Habrás visto que en Movistar están dando la Euroliga Femenina y qué, ahora los partidos de Liga Femenina Endesa, los están dando en YouTube, con bastante seguimiento. Entiendo que todo esto son cosas buenas para el baloncesto femenino.
Son maravillosas. Voy a copiar una frase que dijo Mariona Ortiz: “Tú no te puedes enganchar a algo que no ves”. Es así. Si no hay baloncesto femenino por diferentes plataformas ¿cómo se va a enganchar la gente? es imposible. Hay que enseñarlo, para decidir si lo quieres ver o no. Lo de Movistar me parece brutal, además con comentaristas muy potentes, que conocen muy bien la Liga, las jugadoras. Me parece un acierto.
Por último te quería preguntar por Anna Cruz, que ahora va a retransmitir en Amazon Prime, partidos de la NBA.
Necesitaría otra entrevista completa para hablar de ella. Tuve claro cuando se nos presentó la oportunidad de ficharla, no me lo pensé. Desde el segundo entrenamiento, tuvimos un gran feeling. Lo digo siempre, no sé cuántas cosas ha ganado Anna, millones de cosas, medallas, títulos de Euroliga, de Liga… pero la mejor medalla de Anna es su día a día. No he conocido a nadie que sea capaz de soportar el dolor cómo lo soportaba Anna, cómo entrena, cómo compite… Yo creo que aún jugaría. De hecho, yo le llamé y le dije, te traigo aquí a La Seu y pactamos sesiones de entrenamiento... Es una garantía. Es buena compañera ayudando a las más jóvenes.

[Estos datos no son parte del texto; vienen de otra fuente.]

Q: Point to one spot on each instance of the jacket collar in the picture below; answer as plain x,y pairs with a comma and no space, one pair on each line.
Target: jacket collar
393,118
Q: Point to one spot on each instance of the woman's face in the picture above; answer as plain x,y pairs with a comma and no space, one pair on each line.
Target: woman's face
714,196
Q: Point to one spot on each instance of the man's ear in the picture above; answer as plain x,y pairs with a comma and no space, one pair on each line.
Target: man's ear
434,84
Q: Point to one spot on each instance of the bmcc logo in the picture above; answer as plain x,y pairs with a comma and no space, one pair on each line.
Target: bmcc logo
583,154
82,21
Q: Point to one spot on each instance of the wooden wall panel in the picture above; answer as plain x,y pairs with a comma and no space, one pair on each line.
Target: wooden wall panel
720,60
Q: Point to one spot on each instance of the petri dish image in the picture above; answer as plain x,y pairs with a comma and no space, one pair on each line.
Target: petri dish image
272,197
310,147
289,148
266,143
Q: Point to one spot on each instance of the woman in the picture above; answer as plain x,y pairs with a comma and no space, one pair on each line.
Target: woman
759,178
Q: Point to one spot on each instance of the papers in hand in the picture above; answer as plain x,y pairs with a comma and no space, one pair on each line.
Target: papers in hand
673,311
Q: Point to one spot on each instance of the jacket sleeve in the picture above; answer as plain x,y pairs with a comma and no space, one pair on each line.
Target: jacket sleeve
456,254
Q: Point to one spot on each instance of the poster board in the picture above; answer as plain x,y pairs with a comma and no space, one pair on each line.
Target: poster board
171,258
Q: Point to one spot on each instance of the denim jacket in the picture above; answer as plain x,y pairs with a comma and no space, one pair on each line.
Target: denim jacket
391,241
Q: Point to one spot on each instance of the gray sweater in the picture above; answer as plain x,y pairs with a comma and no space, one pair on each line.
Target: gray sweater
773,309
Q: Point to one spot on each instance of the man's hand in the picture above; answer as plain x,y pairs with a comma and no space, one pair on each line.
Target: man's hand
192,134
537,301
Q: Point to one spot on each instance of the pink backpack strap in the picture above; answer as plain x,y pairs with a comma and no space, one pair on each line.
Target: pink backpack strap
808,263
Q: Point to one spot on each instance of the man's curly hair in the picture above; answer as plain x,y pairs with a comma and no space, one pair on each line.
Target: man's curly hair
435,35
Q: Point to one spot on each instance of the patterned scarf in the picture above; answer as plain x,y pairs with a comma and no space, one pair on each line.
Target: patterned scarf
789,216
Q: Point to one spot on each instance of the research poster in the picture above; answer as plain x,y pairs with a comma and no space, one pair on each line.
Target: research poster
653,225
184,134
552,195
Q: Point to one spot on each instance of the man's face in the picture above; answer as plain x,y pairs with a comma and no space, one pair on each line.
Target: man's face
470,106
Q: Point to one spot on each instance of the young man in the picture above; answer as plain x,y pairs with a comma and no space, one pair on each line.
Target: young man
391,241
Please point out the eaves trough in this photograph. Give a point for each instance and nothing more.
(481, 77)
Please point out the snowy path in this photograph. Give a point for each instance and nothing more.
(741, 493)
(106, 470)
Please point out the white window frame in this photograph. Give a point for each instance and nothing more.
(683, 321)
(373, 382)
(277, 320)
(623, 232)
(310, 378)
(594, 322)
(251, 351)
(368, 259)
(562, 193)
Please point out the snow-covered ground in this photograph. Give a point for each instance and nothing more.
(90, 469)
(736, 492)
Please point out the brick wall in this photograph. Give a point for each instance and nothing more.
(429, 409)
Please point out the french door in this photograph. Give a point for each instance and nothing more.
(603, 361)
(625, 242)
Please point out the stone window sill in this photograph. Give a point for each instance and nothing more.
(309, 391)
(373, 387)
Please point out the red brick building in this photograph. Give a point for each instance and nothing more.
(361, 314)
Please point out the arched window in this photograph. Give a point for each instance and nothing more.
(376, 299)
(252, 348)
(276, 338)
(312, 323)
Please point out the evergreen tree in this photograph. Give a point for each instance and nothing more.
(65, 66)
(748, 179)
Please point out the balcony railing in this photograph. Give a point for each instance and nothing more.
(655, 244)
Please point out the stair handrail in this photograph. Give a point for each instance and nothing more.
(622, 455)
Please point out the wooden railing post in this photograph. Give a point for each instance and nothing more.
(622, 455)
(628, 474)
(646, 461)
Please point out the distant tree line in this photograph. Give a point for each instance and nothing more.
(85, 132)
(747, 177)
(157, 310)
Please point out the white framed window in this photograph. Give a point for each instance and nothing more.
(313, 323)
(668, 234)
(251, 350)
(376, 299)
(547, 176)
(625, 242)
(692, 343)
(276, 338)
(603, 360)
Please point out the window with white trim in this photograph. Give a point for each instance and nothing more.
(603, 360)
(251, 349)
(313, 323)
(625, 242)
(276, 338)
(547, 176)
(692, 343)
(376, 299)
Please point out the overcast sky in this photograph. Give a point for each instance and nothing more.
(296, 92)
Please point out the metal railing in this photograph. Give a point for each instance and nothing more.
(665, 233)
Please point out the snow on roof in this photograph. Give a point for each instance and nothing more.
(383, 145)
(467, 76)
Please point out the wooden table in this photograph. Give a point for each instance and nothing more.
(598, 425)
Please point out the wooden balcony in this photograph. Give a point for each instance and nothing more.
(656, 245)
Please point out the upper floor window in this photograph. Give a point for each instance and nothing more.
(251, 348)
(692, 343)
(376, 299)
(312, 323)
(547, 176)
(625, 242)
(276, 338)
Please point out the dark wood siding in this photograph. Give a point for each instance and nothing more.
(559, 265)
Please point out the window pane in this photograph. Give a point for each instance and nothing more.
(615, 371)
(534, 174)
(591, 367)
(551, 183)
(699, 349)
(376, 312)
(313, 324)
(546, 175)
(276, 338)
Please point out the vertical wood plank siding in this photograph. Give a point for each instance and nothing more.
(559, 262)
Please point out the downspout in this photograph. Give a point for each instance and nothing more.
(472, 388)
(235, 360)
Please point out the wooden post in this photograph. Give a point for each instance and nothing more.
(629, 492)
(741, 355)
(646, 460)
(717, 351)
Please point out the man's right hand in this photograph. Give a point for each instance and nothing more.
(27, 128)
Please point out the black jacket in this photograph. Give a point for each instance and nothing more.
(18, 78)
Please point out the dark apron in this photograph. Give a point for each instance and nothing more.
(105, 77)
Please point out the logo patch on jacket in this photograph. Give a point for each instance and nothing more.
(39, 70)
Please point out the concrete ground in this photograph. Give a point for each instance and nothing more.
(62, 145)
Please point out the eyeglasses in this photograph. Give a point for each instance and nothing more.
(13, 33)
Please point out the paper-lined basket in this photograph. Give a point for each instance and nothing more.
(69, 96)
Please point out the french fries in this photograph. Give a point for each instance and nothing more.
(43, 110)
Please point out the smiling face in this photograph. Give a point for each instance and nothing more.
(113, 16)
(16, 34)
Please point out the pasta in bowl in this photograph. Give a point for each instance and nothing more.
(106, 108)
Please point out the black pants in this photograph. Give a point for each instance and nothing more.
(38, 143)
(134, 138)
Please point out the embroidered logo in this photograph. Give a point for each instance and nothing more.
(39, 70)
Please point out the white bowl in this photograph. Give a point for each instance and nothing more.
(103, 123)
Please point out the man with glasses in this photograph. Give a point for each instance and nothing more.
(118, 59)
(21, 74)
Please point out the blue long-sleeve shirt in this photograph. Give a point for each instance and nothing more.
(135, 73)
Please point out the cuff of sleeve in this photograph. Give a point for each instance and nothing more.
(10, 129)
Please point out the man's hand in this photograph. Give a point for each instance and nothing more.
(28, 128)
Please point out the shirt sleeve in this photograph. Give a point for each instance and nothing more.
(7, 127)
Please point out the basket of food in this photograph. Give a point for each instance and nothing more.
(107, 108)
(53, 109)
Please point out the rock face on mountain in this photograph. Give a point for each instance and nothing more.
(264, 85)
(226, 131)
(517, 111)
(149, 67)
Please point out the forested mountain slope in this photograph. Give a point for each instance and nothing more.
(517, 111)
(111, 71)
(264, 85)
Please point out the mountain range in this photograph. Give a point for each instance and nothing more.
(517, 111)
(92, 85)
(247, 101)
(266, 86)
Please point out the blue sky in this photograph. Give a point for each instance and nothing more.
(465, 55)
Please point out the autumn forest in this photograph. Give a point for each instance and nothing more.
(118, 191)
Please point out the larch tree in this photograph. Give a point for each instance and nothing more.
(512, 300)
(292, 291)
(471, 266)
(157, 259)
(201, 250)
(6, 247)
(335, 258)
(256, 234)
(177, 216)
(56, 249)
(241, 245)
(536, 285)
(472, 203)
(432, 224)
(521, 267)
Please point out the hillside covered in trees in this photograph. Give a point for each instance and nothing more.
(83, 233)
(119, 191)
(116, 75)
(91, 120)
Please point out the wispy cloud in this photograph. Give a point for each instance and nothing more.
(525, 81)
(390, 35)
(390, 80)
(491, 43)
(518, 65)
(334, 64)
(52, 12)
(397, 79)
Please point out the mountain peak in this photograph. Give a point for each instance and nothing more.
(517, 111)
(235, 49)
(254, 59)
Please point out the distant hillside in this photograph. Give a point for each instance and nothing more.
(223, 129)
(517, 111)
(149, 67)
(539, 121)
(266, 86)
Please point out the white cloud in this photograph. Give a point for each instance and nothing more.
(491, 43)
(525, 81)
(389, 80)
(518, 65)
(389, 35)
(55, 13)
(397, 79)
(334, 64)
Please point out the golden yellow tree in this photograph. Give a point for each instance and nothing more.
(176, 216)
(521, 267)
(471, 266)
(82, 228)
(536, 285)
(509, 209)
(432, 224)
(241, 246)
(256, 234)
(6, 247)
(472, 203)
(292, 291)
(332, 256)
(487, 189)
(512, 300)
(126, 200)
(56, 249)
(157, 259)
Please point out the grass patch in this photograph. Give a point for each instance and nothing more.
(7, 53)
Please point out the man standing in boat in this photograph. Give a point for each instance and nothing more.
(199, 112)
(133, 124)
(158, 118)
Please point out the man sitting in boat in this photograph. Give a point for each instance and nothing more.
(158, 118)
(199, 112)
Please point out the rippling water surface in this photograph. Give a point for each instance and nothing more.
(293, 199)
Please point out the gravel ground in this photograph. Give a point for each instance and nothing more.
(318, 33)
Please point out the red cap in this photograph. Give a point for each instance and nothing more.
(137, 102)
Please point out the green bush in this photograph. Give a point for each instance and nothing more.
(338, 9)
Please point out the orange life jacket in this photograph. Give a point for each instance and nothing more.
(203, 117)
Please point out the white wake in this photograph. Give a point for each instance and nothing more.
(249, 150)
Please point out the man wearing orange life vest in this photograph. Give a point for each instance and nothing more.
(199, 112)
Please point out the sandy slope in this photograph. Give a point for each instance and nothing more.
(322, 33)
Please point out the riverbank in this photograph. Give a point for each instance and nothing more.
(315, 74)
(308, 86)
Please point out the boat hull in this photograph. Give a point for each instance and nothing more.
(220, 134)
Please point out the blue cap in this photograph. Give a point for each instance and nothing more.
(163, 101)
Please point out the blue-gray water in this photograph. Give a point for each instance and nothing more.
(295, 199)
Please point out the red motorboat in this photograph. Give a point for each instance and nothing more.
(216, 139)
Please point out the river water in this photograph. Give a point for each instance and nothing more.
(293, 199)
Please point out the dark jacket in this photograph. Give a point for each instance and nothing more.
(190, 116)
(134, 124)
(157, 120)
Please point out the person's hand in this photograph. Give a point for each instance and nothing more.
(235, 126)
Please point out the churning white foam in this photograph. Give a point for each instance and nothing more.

Lo que más me alegra es la relación con ella, que sigo teniendo contacto con ella, que hablo de forma muy habitual, que hemos quedado para comer en verano… Insisto, Necesitaría otra entrevista para hablar de lo que supuso entrenar a Anna y lo mucho que esos dos años ella fue muy importante.
Clarisimamente es una leyenda de nuestro deporte. A veces, no sé si por su forma de ser porque es muy introvertida, no ha tenido la repercusión social que debería tener. Ganadora de un anillo de la WNBA jugando de titular, en un papel muy importante.